La médecine du travail de l’entreprise qui rappelle les matériaux entrant dans la composition du verre d’emballage : silice, oxyde de sodium, oxyde de calcium, magnésium et aluminium, décolorants (cobalt, sélénium), colorants (oxyde de fer, chrome, manganèse, cobalt), oxydants et réducteurs (sulfates, charbon, sulfure). Les traitements à chaud sont des oxydes de titane ou d’étain déposés sur le verre à partir de tétrachlorure de titane et d’étain. Les traitements à froid sont des acides gras ou des émulsions de polyéthylène et de polyoxyéthylène appliqués par pulvérisation à l’aide d’un pistolet qui circule entre rangées ou sous le tapis d’arche. La fabrication expose aussi au hydrocarbures aromatique polycycliques, brais de houille et suies de combustion du charbon, arsenic, chromates, amines aromatiques.

En novembre 2002 la filiale de BSN Glasspack à Wingles établissait des fiches de risques pour les fibres céramiques réfractaires  à partir des fiches de données de sécurité (FdS), indiquant la nature de l’exposition, les salariés concernés avec les degrés d’exposition, la durée d’exposition, les quantités utilisées. On y trouve, entre autre, le Ceraboard 100 aussi utilisé à Givors, mais dans cette unité on néglige ; pourtant cette fiche montre que le groupe n’ignorait pas ses obligations. Et loin d’ignorer les risques de ses insuffisances en matière de sécurité liés à l’amiante, le groupe provisionna 530 millions de dollars sur l’exercice 2003 à cet effet (cf. les Échos, communication boursière avril 2004).
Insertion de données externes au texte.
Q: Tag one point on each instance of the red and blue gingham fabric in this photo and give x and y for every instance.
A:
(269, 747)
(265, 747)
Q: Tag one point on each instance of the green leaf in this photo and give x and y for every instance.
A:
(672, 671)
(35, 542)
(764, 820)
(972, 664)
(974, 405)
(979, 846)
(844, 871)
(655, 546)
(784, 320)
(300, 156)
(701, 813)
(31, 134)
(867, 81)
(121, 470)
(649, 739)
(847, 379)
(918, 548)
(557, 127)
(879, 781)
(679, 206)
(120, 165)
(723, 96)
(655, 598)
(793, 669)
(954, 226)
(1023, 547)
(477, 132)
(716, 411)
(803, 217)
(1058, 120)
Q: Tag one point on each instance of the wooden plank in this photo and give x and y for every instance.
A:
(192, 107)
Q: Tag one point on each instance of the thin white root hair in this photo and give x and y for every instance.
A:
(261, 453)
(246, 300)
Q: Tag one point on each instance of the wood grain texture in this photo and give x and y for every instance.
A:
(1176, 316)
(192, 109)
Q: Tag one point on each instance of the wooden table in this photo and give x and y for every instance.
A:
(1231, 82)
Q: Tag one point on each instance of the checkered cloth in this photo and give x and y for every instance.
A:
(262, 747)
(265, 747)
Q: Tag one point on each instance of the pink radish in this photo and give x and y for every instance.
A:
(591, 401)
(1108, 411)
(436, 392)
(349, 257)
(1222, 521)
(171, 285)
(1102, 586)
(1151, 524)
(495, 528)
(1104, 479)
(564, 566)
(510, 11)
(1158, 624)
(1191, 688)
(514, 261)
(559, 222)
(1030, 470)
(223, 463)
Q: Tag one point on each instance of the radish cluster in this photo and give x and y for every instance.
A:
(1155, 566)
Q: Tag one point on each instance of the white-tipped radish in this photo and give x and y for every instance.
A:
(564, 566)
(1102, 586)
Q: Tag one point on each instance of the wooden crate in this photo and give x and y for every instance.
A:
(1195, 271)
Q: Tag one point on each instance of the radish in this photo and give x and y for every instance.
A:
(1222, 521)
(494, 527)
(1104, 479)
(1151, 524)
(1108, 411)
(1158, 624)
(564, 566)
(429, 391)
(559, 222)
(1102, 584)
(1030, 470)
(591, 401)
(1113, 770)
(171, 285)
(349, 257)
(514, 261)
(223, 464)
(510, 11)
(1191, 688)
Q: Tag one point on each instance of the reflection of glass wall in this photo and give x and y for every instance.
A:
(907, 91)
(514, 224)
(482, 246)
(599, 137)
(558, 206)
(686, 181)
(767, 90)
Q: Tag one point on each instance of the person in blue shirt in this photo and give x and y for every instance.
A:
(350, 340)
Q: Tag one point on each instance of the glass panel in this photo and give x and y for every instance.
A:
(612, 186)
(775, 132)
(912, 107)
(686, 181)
Les attendus du jugement des Prud’hommes évacueront l’exposition aux CMR (cancérogènes, mutagènes et reprotoxiques), sans tenir compte non plus des trois études de fumées à Veauche et Puy-Guillaume (unités de fabrication semblables à celle de Givors, appartenant au même groupe) qui montrent que les deux tiers des postes de travail, en « situation stabilisée » (moitié de la journée) sont au-delà de la norme admise !

Ils évacuent l’étude de la CARSAT Rhône-Alpes sur quatre verreries semblables à celle de Givors. Cette étude souligne que le « risque chimique est très présent » dans ces entreprises de fabrication de verre d’emballage. Comme les attendus ignorent les quatre reconnaissances en maladies professionnelle pour l’exposition à l’amiante (tableaux 30 et 30 bis), la reconnaissance au tableau 25 pour l’exposition à la silice, la reconnaissance au tableau 20 pour l’exposition à l’arsenic (que les attendus ne considèrent que dans le sol). Ils ignorent les deux reconnaissances en maladie professionnelle (hors tableau) pour deux cancers des voies aérodigestives supérieures par le Tribunal des affaires de sécurité sociale de Lyon « nonobstant les avis négatifs » des CRRMP de Lyon et Dijon. L’une de ces deux reconnaissance soumise à la Cour d’appel, s’est vue confirmée et fait aujourd’hui l’objet d’un pourvoi en Cassation de la part d’O.I.-Manufacturing. On n’oubliera pas non plus qu’O.I.-Manufacturing a été condamnée pour faute inexcusable après la reconnaissance de l’un des cancers du poumon.